UN Secretary General Kofi Annan called on international governments to commit themselves to ending world hunger now. "In a world of plenty, ending hunger is within our grasp. Failure to reach this goal should fill every one of us with shame," Kofi Annan said. "The time for making promises is over. It is time to act."
At the summit's closing session, Italian Prime Minister Silvio
Berlusconi said that the defeat of global hunger was to everyone's benefit. "The problem of hungry people in the world is, after terrorism, or indeed alongside terrorism, the most serious problem facing the international community."
Berlusconi added that a starving man was a desperate man, perhaps even a dangerous one. "The ideologies of terror spring up precisely where you find hunger, misery and poverty."
24,000 die every day
The figures relating to world hunger are sobering - and yet we've all learned to live with them. Some 800 million people around the globe are starving. Every day, an estimated 24,000 people die of hunger.
Six years ago, governments pledged to halve the number of hungry people in the world by 2015. But since then, the number of starving people has hardly gone down. At the Rome World Food Summit, representatives from 180 countries once again pledged to halt the scourge of hunger. But almost no one is optimistic that their renewed pledge will have much of an effect.
Germany's Welthungerhilfe called the outcome of the World Food Summit "bitterly disappointing".
No tangible results
Against the backdrop of looming famine in Africa, the UN Food and Agricultural Organization (FAO) said an additional 25.4 billion euro ($ 24 billion) was needed each year in agricultural development aid.
But the United States and the European Union met the suggestion with stony silence at the Rome summit. EU Aid Commissioner Poul Nielson argued conflicts were at the root of most hunger crises and these could not be solved by cash calls.
NGOs also accused the industrialized nations of protectionism and policies which increased hunger in the world. They said strategies of economic liberalization pursued by the World Bank and the world's richest countries was devastating for the Third World. "The effect is a polarization between rich and poor, between North and South," said Sarojeni Rengam of the Pesticide Action Network Asia and the Pacific (PAN).

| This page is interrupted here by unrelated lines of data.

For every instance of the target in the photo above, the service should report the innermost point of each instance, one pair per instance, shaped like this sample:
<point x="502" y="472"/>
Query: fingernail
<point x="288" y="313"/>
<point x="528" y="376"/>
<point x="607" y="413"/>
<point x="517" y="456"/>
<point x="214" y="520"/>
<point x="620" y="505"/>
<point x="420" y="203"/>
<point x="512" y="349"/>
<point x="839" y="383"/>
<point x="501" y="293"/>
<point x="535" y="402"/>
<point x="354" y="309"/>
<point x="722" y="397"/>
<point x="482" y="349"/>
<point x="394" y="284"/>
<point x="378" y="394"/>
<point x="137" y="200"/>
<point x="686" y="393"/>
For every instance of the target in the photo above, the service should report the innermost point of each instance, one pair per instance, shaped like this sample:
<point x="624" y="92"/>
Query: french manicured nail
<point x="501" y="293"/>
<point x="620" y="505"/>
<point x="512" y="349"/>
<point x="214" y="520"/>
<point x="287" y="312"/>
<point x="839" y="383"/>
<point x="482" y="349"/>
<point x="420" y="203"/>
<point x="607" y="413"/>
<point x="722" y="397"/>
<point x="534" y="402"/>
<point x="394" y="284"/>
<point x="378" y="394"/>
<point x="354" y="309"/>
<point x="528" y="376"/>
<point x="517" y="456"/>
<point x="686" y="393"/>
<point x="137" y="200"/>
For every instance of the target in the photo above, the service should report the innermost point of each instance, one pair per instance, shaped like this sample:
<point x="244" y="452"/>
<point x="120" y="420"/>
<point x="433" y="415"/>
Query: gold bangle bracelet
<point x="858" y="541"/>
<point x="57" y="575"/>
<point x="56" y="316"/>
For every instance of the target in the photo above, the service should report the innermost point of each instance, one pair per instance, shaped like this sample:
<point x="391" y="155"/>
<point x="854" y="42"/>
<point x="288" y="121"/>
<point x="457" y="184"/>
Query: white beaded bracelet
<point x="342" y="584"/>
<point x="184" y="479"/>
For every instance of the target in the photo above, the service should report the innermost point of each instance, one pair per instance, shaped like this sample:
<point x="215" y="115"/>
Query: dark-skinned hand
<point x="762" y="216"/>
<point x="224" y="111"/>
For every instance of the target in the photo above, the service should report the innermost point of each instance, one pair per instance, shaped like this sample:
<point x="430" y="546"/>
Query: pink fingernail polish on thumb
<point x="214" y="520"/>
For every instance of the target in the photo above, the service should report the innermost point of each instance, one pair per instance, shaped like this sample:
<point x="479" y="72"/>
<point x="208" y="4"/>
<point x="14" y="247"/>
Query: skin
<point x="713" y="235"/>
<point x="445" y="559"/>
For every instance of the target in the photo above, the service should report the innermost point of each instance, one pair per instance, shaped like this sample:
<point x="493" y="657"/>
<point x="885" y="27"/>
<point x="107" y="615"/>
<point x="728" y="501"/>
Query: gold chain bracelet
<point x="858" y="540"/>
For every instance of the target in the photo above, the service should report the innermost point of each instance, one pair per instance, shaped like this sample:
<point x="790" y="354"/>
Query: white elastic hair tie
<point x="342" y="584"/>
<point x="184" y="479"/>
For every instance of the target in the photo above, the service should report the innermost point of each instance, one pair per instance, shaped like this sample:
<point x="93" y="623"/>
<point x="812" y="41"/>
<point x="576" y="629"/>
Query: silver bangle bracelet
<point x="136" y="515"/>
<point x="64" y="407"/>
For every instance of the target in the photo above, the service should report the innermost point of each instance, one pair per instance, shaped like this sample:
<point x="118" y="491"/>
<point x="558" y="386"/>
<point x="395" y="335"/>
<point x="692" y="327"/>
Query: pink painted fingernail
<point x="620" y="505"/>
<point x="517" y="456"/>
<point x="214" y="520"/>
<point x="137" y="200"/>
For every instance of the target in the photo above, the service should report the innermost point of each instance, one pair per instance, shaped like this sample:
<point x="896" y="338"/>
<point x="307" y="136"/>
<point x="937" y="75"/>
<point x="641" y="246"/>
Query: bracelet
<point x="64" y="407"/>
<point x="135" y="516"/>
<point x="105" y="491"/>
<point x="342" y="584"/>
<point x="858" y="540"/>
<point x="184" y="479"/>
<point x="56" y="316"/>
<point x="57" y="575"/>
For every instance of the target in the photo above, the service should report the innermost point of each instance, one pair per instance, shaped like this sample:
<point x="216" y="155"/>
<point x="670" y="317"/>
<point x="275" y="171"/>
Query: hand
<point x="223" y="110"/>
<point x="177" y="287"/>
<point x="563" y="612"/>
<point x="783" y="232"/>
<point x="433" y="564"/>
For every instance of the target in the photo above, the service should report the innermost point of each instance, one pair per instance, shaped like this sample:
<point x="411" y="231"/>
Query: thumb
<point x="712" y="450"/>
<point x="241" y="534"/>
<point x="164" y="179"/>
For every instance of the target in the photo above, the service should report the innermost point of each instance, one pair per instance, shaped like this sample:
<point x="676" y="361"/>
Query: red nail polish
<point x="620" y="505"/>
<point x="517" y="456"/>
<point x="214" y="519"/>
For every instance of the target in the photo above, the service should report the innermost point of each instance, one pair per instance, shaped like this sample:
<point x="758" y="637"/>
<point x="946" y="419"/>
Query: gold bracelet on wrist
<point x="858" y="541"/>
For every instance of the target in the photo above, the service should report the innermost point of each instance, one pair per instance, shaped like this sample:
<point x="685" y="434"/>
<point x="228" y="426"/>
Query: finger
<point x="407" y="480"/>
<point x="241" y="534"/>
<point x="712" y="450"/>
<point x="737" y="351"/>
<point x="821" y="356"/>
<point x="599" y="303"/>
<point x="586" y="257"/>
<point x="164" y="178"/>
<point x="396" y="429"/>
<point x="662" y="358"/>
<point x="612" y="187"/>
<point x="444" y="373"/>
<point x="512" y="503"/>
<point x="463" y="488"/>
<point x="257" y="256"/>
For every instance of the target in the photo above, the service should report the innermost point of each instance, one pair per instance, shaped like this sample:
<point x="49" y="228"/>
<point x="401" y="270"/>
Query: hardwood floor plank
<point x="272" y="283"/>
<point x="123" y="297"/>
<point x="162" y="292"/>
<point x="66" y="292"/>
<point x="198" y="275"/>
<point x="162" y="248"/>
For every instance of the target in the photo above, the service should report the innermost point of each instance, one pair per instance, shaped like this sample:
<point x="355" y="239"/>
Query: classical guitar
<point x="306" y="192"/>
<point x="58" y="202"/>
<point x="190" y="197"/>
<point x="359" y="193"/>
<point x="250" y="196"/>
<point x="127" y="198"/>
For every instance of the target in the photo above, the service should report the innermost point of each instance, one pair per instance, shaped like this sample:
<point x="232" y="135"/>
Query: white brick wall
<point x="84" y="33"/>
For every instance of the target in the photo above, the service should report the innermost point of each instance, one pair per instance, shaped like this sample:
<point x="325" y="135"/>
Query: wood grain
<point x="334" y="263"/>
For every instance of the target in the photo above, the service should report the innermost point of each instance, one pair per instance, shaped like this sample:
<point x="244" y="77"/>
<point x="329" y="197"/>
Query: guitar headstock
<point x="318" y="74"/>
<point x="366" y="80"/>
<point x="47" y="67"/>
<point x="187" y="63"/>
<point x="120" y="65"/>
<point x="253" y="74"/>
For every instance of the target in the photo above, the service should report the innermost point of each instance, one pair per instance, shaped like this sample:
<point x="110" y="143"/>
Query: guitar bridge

French rebel farmer Jose Bove said Europe and the United States didn't care about a more just world economy. "What they want is to sell more food to the southern countries, they don't want these people to have their own agriculture to feed their own population."
The secretary-general of the Commonwealth, Don McKinnon echoed these critical statements. He stressed the need for politicians to make agriculture and rural development a top priority of international organizations and to ensure implementation of land reforms.
McKinnon said the world had the resources to end the "scandal" of thousands of starvation deaths every day but lacked the will to do it.
He added that summits like the World Food Summit in Rome did not deliver results - in the words of the Commonwealth chief, they only fed more summits.